About 48 percent of Chicago public school students tested in the lowest quarter nationally before social promotion ended. Now that number is half of what it was. The high school drop-out rate, which was nearly 17 percent in 1995, is now at 13 percent, while the graduation rate has steadily climbed.

But the students who have come through my classrooms over the last 14 years offer the most convincing evidence that retention is one of the best things we can do for a child who needs that extra year to develop literacy skills. I began teaching sixth graders in 1992, and shortly after social promotion ended, I began to see students who were much better prepared. This new caliber of students allowed me to do what I should have been able to do all along — teach sixth-grade-level work to all my students. That hadn't been possible with the two or three nonreaders who had passed each year through my class before.
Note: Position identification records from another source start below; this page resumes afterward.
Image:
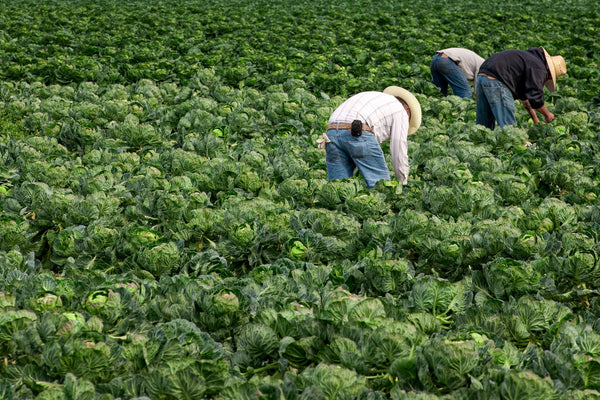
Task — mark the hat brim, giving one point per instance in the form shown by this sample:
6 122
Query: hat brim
550 83
413 105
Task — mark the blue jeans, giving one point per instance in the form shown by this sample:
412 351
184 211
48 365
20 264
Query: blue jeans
445 72
346 152
495 103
Today, I'm a reading specialist at Beethoven. And what critics of Chicago's promotion and retention policy fail to realize is that becoming literate is not simply learning how to read. It's also the beginning of learning social studies, science and math. Those of us who know how to read take it for granted and forget how deeply rooted the ability to read is in every discipline.

Last week, the Chicago Board of Education made some changes to its promotion policy, including the creation of an intensive reading program as well as a ban on holding back a student more than twice between kindergarten and the eighth grade. The changes have once again emboldened critics, who say that our public schools are not getting desired results from the policy. They couldn't be more wrong. The new measures will only strengthen our resolve to end social promotion. The road to success is a long one, but we are well on our way.

Nothing is more rewarding than to help a struggling child and watch as the light bulb of learning pops on. Serving the pupils at Beethoven, almost 100 percent living in poverty and many in public housing, is extremely important to me. Beethoven is one of the better-performing public schools on the South Side. And yet I know that if the education system fails to give these children what they need to succeed, there's another, illegal system awaiting them.

My only regret about ending social promotion in Chicago is that it didn't come sooner. I hate to imagine what happened to the little girl who had learned only how to imitate the act of reading. I fear that for every year we allowed her and those like her to move on, we condemned her to fall further behind in school, as well as in life.


Marlene Heath teaches reading at Beethoven Elementary School in Chicago."